Ce que WINs apporte à ce débat, et ce que la professeure Epée incarne de manière singulière, est une approche qui refuse de séparer l’analyse des systèmes de santé de l’analyse des systèmes sociaux dans lesquels ils opèrent. Cette lecture systémique et intégrée permet de penser les problèmes de santé comme des problèmes de gouvernance, de droits et de développement, et non comme de simples déficits techniques à combler par des distributions de médicaments ou des campagnes d’information. Elle ouvre la voie à des programmes plus complexes, certes, mais aussi beaucoup plus robustes dans leurs effets.
L’ambition de WINs est à la mesure de l’urgence. La feuille de route de l’OMS à l’horizon 2030 vise à éliminer ou à maîtriser vingt MTN dans cent pays.

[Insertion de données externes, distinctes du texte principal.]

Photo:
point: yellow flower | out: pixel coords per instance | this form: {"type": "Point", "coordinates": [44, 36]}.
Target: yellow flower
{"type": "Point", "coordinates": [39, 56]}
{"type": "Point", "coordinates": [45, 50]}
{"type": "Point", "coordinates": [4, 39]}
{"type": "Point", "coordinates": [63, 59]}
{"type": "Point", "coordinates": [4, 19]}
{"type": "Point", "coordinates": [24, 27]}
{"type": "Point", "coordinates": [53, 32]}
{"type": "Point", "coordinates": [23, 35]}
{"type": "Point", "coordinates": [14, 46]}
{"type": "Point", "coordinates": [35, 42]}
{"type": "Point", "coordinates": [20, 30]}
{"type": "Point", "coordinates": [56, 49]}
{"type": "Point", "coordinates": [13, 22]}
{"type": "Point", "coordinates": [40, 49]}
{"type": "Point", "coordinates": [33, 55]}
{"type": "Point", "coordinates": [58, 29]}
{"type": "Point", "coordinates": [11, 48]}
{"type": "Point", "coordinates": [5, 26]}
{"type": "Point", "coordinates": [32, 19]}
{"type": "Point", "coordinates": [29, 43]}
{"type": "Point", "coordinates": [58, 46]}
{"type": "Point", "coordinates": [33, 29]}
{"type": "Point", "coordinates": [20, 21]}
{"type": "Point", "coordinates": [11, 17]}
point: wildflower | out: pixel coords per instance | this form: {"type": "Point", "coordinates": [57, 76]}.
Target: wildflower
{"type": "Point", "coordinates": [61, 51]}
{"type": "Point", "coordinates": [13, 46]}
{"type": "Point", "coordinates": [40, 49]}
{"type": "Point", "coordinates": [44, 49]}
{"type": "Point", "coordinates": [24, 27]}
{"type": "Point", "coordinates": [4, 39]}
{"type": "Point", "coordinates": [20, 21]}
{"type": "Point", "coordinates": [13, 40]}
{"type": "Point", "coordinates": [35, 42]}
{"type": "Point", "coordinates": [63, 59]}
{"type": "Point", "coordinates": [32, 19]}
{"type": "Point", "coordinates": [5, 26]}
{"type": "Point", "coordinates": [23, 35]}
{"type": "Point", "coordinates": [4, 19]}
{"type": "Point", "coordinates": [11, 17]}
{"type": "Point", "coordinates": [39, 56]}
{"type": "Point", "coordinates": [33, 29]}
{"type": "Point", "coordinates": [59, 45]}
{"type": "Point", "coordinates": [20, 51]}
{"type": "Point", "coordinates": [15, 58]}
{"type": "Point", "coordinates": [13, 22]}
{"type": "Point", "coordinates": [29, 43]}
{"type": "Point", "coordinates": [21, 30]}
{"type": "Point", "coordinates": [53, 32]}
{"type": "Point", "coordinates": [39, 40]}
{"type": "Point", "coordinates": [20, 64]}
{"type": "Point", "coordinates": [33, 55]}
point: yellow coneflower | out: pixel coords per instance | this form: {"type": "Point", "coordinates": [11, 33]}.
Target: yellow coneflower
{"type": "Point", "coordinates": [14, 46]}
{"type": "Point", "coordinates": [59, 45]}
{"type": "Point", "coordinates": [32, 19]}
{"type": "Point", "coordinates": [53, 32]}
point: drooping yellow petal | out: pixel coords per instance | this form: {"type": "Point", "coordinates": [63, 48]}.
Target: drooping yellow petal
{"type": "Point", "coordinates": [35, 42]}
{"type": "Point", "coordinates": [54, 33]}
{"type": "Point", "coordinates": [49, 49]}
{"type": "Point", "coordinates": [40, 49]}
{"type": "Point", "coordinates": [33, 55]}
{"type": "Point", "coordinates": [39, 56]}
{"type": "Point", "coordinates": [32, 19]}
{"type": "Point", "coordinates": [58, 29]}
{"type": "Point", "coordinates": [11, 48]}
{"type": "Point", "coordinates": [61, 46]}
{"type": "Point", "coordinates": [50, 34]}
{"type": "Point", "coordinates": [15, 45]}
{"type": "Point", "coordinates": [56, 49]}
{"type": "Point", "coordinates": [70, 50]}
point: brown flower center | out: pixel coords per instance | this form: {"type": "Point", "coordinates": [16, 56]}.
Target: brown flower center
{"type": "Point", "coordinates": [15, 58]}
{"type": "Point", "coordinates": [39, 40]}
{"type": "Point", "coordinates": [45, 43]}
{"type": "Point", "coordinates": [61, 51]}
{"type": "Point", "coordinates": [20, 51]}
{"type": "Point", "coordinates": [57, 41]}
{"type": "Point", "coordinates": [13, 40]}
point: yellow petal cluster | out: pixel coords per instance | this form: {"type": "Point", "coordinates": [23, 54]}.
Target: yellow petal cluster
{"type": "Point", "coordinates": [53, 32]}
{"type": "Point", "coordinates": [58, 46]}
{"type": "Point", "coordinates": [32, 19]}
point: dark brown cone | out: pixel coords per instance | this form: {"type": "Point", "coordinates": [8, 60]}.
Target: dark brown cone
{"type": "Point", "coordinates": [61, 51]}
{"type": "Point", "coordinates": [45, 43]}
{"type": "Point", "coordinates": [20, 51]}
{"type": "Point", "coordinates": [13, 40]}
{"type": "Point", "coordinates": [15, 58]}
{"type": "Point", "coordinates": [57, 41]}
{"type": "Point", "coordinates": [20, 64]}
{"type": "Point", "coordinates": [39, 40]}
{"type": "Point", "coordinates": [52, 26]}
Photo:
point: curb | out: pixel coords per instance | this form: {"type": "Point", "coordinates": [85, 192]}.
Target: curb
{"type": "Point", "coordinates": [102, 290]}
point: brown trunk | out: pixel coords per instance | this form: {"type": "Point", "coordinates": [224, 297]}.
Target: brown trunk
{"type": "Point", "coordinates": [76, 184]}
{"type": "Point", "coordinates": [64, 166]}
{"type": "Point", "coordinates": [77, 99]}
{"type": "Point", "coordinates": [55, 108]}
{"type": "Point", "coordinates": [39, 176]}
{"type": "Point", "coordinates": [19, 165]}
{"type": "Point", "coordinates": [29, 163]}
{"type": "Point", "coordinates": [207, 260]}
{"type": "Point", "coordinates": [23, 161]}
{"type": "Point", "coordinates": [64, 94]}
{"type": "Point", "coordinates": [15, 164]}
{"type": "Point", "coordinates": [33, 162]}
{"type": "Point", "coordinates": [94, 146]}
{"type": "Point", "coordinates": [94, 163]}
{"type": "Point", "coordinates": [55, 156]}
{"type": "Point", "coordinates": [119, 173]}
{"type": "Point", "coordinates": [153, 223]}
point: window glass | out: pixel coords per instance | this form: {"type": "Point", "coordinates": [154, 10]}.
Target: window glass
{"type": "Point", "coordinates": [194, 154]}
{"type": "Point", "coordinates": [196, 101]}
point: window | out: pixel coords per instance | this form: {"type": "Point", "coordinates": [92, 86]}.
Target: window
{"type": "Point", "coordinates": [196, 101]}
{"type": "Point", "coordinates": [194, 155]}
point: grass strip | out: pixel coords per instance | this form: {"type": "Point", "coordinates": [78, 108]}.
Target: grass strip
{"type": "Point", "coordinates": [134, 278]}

Atteindre cet objectif sans avoir résolu les inégalités de genre qui structurent l’exposition, l’accès aux soins et la capacité de guérison des populations touchées serait non seulement une erreur stratégique majeure. Ce serait aussi une injustice supplémentaire commise au nom d’une science qui se voudrait universelle mais qui continuerait, en réalité, de laisser les plus vulnérables derrière elle. Le réseau WINs, avec à sa tête Émilienne Epée, dit exactement le contraire. Il dit que la science peut être à la hauteur de ses ambitions déclarées, mais à condition d’avoir le courage d’aller chercher ceux et celles que les systèmes ordinaires ne trouvent pas. Ce courage-là, dans le domaine de la santé mondiale, est peut-être la compétence la plus rare et la plus nécessaire.